New Ways to Think about Test Security
While recently researching security methods and principles from other fields, I came across an article written by Colonel Thomas Bovet titled The Lost Principles of Security (http://www.securitymanagement.com/article/lost-principles-security-005985). Reading it, I soon learned that he was referring to securing facilities and protecting human life against terrorist attacks. Intrigued by the title and content I continued to read it and discovered many similarities to the security circumstances in our testing world (e.g., goal of protecting assets, concerns regarding specific threats, etc.).
Here are a few security “principles” that I gleaned from his article, along with my translation into testing.
Principle #1. When setting up a security system we usually follow established standards and procedures and generally discount the creativity and determination of cheaters and thieves. Most, if not all, testing programs have secured their exam content and results with standard methods for decades now, with a human proctor being the foundation of security. There is plenty of evidence that these methods have weaknesses, partially due to new technology-based methods for cheating and for the theft of test content. Today’s standard security models are vulnerable because training and tools given to proctors are insufficient to deter, prevent, and detect attacks, which are always unexpected.
Principle #2. Reaction is slower than action. Even if the attack is detected quickly, the reaction of the security team is always slower than the action of the cheaters and thieves, and much of the damage has already happened. Additionally, most testing programs have implemented processes and procedures which require decisions by committees and discussion.
Principle #3. Defense is only one of many tactical options available to the testing program. Since standard defenses are well-known and therefore vulnerable, and since the reaction to an attack is usually too late to avoid damages, what are the other tactical options? Two were described by Colonel Bovet: Design and flexibility. One “offensive-minded” tactic is to embed more security design into our tests. With a few changes to our tests, we can more quickly and more easily detect or prevent specific types of test fraud. The result would be to eliminate the element of surprise. Using “Embedded Verification Tests” or Trojan Horse items are examples of ways to increase the likelihood of early detection of specific methods of cheating . Designing tests and items to reduce exposure of test content would make stealing the tests less effective and would deter the thieves. Computerized adaptive tests (CATs) and the Discrete Option Multiple Choice (DOMC) are examples at the test and item levels, respectively. There are many others.
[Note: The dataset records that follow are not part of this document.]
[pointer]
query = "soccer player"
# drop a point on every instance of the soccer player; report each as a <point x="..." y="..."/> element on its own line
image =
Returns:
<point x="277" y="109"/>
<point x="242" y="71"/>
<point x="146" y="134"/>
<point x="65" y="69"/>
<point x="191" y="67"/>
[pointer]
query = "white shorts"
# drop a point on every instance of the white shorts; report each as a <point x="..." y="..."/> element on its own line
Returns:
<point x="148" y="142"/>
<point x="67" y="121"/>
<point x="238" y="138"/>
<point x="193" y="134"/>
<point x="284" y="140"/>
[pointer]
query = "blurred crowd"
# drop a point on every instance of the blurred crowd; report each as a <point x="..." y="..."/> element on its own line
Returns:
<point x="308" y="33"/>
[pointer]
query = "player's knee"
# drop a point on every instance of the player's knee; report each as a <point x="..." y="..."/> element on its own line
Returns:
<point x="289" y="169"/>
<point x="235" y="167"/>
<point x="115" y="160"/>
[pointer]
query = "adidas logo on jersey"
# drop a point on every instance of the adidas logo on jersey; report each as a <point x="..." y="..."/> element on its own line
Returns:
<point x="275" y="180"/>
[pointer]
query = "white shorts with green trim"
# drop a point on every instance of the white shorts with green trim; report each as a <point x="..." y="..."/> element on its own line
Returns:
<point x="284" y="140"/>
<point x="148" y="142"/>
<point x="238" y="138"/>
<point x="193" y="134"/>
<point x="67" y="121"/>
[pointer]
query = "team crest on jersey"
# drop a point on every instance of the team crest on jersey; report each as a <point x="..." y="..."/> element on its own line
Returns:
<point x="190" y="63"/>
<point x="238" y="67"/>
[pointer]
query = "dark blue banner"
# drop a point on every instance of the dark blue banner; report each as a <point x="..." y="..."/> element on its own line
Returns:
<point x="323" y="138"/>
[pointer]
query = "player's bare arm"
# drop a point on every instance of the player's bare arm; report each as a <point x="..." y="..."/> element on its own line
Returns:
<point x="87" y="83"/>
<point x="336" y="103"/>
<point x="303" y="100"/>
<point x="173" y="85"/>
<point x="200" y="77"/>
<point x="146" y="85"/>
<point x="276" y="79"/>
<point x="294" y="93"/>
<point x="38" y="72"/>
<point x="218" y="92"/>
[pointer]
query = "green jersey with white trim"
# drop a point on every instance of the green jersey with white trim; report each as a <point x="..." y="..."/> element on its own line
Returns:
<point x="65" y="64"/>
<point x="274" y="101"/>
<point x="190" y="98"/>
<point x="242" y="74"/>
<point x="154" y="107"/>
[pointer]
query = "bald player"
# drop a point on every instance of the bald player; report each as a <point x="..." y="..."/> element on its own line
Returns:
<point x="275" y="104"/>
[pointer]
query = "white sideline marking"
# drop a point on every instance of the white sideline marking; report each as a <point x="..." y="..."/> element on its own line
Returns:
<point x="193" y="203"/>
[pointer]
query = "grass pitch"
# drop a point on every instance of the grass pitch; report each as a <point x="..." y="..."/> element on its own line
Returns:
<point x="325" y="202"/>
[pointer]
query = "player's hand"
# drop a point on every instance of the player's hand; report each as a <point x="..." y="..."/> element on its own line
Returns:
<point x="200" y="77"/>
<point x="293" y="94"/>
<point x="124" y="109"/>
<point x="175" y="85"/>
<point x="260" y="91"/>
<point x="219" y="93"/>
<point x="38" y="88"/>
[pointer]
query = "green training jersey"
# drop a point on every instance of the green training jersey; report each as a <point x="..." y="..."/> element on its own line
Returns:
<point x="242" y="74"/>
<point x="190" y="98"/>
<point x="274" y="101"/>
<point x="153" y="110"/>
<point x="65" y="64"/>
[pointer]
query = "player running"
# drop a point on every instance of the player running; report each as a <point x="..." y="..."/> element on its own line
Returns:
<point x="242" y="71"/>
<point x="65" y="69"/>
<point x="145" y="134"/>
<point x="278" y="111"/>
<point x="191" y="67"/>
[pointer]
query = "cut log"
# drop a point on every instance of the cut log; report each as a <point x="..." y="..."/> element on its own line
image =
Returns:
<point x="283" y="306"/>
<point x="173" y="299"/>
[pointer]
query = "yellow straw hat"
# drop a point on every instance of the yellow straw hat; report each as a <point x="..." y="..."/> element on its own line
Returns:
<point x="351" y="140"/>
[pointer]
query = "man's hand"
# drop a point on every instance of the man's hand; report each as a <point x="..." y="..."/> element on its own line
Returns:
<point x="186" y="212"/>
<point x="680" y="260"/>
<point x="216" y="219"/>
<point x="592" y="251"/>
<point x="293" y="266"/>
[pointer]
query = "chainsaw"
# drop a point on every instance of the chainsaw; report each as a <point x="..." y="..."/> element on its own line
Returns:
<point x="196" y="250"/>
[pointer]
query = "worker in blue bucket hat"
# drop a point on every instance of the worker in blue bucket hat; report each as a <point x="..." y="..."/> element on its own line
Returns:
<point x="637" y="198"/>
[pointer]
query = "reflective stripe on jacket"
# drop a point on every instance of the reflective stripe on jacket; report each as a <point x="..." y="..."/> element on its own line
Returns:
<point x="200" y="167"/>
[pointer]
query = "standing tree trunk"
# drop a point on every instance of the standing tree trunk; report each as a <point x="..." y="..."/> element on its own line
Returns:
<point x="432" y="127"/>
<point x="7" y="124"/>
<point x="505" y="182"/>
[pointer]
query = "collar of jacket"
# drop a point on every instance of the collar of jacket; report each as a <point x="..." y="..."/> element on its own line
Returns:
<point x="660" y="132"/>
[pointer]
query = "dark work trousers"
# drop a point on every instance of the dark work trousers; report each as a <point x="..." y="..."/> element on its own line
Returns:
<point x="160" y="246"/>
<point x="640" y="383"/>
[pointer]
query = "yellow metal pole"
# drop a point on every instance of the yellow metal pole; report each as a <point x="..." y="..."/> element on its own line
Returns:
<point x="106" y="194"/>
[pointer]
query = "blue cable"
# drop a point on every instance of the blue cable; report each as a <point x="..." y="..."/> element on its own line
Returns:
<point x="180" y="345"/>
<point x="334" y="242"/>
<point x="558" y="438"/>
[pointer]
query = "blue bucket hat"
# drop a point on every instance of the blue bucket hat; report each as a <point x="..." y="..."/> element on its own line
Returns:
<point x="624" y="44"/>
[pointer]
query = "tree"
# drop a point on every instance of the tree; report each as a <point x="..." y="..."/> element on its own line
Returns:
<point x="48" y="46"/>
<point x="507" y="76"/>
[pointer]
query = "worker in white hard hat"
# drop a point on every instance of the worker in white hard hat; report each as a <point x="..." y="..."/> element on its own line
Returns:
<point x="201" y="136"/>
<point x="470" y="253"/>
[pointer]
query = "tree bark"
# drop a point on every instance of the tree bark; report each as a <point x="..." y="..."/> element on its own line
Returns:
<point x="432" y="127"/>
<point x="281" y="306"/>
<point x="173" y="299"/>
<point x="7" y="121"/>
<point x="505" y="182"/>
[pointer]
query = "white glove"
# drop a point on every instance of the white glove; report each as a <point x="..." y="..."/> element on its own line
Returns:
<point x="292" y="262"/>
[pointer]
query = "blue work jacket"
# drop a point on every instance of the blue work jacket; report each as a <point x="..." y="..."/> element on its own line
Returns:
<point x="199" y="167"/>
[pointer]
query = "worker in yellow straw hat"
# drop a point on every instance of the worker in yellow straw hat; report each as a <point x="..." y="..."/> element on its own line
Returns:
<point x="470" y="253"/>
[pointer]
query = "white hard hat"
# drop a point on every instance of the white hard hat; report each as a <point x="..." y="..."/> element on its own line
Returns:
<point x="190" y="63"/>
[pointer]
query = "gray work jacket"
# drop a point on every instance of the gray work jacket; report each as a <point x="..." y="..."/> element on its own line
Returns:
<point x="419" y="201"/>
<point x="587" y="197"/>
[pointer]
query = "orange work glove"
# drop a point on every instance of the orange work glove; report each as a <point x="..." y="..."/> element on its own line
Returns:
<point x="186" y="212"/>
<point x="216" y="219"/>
Principle #4. Security personnel need sufficient authority to respond in a timely manner to security threats. Bovet believes that “front-line security personnel” need to be granted flexibility in their development and application of security methods. In testing, this means that everyone, from the proctors, test administrators, test developers/designers, security managers, data forensics specialists, program management, and others, need to be able to deviate from set or traditional models, whether security or psychometric, in order to more effectively deal with new threats and to protect the tests and their results.
There is much to be learned from security methods applied by others. Banks, casinos, airports are examples of entities within other industries that have taken security to creative levels as they deal with a continuing procession of new threats. Here, at Caveon, we will continue to monitor those efforts and will report what we find.